In my every day work, data.table has been playing a crucial role to work with tabular data for more than 8 years. It has its pros and cons in terms of syntax and extensibility, yet I don’t find a better alternative to it when it comes to handling large in-memory tables with great performance.

For beginners, it might be a bit challenging to learn the syntax of `data.table`

in the first place.
In this post, I will try to motivate and explain the syntax and its design in a simple way.

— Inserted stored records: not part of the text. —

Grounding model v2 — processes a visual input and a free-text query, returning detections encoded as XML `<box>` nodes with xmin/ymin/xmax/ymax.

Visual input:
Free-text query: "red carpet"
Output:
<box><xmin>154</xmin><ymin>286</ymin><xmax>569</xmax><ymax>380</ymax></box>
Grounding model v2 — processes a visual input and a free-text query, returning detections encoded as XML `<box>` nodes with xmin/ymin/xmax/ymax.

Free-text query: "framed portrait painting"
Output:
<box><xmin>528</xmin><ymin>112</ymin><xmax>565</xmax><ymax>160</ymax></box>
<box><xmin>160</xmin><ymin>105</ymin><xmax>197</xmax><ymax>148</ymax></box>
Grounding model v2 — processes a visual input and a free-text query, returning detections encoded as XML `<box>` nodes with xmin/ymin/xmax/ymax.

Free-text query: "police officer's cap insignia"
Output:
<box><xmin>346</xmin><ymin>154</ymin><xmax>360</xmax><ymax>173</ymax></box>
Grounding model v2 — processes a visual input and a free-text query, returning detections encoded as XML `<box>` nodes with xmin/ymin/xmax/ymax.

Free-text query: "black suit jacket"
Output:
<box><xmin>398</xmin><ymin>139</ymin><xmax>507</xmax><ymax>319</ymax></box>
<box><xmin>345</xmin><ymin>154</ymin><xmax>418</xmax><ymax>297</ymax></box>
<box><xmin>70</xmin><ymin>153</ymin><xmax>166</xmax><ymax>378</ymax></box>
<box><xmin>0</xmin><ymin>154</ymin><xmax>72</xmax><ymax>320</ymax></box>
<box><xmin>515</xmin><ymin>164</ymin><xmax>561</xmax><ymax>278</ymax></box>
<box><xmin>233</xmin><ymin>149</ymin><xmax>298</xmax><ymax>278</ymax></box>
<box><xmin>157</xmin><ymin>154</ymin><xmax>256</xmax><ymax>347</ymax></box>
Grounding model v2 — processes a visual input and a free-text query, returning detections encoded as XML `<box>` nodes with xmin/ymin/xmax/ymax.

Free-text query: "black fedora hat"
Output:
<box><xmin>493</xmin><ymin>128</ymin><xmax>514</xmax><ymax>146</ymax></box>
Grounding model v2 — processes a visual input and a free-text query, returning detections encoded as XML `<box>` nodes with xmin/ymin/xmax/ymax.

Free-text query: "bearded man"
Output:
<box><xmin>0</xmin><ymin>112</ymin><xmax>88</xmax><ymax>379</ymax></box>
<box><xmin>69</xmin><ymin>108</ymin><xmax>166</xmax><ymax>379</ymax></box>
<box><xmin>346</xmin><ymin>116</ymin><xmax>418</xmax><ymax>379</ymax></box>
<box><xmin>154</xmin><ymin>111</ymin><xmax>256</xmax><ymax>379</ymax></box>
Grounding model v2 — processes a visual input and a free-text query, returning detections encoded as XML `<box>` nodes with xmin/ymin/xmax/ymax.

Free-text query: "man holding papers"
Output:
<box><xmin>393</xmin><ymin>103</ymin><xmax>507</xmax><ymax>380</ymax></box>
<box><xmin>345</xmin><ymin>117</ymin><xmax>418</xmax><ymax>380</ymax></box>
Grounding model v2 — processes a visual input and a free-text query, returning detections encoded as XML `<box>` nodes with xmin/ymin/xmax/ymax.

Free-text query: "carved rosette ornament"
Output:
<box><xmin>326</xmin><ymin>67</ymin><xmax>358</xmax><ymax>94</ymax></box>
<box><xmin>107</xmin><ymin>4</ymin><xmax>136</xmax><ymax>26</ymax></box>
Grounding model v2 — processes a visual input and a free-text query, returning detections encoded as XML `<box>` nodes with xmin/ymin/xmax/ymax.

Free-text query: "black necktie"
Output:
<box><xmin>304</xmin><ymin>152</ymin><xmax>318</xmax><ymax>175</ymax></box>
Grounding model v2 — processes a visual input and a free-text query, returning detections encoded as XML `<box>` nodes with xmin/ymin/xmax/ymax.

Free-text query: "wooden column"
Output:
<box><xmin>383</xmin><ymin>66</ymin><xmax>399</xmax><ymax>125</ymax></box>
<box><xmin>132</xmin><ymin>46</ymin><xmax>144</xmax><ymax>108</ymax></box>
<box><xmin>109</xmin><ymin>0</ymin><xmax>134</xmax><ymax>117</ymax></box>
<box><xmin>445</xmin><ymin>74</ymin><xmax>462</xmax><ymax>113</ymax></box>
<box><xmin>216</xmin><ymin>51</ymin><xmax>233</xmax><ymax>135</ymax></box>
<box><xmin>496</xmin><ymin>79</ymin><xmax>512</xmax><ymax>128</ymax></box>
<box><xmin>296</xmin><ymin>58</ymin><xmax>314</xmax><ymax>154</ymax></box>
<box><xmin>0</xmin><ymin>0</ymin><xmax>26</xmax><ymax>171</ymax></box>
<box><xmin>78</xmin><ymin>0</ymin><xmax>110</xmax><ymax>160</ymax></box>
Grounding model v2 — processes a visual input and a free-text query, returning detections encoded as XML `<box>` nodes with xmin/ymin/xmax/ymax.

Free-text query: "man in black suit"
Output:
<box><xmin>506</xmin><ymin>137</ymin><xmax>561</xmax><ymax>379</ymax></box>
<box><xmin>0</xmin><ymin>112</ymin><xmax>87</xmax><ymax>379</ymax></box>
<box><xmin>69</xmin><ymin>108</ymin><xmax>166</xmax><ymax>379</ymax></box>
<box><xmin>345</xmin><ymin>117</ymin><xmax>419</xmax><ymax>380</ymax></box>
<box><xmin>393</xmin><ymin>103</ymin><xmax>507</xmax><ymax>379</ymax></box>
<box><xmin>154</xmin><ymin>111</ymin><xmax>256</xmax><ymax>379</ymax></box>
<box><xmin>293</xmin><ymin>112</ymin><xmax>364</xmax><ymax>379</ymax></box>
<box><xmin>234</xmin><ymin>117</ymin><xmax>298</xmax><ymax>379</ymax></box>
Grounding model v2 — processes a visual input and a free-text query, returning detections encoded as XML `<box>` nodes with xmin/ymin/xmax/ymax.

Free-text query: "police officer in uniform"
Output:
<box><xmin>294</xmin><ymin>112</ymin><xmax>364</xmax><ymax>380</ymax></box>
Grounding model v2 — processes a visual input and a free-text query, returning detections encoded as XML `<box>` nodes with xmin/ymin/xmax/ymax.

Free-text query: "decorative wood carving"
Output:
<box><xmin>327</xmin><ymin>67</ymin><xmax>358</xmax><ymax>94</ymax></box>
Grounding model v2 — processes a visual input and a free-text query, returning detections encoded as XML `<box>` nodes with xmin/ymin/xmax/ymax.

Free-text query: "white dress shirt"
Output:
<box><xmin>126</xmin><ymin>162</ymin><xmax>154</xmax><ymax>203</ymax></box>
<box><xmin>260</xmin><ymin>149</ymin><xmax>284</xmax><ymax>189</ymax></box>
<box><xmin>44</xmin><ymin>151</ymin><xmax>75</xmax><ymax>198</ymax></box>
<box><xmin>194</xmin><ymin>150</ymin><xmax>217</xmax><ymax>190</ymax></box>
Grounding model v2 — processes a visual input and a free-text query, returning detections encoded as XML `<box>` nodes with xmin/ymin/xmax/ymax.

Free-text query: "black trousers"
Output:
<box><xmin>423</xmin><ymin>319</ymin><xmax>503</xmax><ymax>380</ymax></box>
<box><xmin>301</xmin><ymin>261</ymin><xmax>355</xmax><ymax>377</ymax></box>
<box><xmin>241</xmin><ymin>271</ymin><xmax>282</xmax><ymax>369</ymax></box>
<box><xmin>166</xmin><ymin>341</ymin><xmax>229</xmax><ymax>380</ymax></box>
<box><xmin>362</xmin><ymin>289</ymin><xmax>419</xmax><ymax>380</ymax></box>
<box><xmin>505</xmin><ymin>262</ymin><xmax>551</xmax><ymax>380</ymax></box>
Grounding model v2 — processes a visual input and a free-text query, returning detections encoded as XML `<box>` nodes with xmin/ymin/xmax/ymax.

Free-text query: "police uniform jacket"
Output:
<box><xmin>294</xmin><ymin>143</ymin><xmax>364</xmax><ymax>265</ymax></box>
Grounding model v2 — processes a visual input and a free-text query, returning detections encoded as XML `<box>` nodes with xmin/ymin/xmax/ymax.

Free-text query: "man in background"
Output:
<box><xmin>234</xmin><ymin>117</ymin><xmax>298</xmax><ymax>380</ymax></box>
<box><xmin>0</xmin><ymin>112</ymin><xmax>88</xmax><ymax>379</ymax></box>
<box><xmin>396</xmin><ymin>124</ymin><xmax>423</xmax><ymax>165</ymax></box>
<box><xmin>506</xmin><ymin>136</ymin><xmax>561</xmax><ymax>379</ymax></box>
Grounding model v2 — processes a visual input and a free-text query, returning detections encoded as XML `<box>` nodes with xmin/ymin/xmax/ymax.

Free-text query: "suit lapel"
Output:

If you are an absolute beginner and only know a little base R syntax, your data wrangling could look like this:

- View the first few rows of the built-in
`mtcars`

dataset:

`head(mtcars)`

```
## mpg cyl disp hp drat wt qsec vs am gear carb
## Mazda RX4 21.0 6 160 110 3.90 2.620 16.46 0 1 4 4
## Mazda RX4 Wag 21.0 6 160 110 3.90 2.875 17.02 0 1 4 4
## Datsun 710 22.8 4 108 93 3.85 2.320 18.61 1 1 4 1
## Hornet 4 Drive 21.4 6 258 110 3.08 3.215 19.44 1 0 3 1
## Hornet Sportabout 18.7 8 360 175 3.15 3.440 17.02 0 0 3 2
## Valiant 18.1 6 225 105 2.76 3.460 20.22 1 0 3 1
```

- Filter
`mtcars`

so that we only keep the cars with`mpg`

greater than its 80% quantile:

`mtcars[mtcars$mpg > quantile(mtcars$mpg, 0.8), ]`

```
## mpg cyl disp hp drat wt qsec vs am gear carb
## Merc 240D 24.4 4 146.7 62 3.69 3.190 20.00 1 0 4 2
## Fiat 128 32.4 4 78.7 66 4.08 2.200 19.47 1 1 4 1
## Honda Civic 30.4 4 75.7 52 4.93 1.615 18.52 1 1 4 2
## Toyota Corolla 33.9 4 71.1 65 4.22 1.835 19.90 1 1 4 1
## Fiat X1-9 27.3 4 79.0 66 4.08 1.935 18.90 1 1 4 1
## Porsche 914-2 26.0 4 120.3 91 4.43 2.140 16.70 0 1 5 2
## Lotus Europa 30.4 4 95.1 113 3.77 1.513 16.90 1 1 5 2
```

- Select the first 5 rows and only keep a few columns:

`mtcars[1:5, c("mpg", "cyl", "disp", "hp")]`

```
## mpg cyl disp hp
## Mazda RX4 21.0 6 160 110
## Mazda RX4 Wag 21.0 6 160 110
## Datsun 710 22.8 4 108 93
## Hornet 4 Drive 21.4 6 258 110
## Hornet Sportabout 18.7 8 360 175
```

- Sort the rows by
`mpg`

in descending order, only keep a few columns, and view the top five rows:

`mtcars[order(-mtcars$mpg), c("mpg", "cyl", "disp", "hp")][1:5, ]`

```
## mpg cyl disp hp
## Toyota Corolla 33.9 4 71.1 65
## Fiat 128 32.4 4 78.7 66
## Honda Civic 30.4 4 75.7 52
## Lotus Europa 30.4 4 95.1 113
## Fiat X1-9 27.3 4 79.0 66
```

The base R syntax `data[i, j]`

is quite intuitive and easy to understand:

`i`

: filter rows by index or condition or reorder rows`j`

: select columns by index or name

However, if you want to do something more complex, the syntax will be more complicated too.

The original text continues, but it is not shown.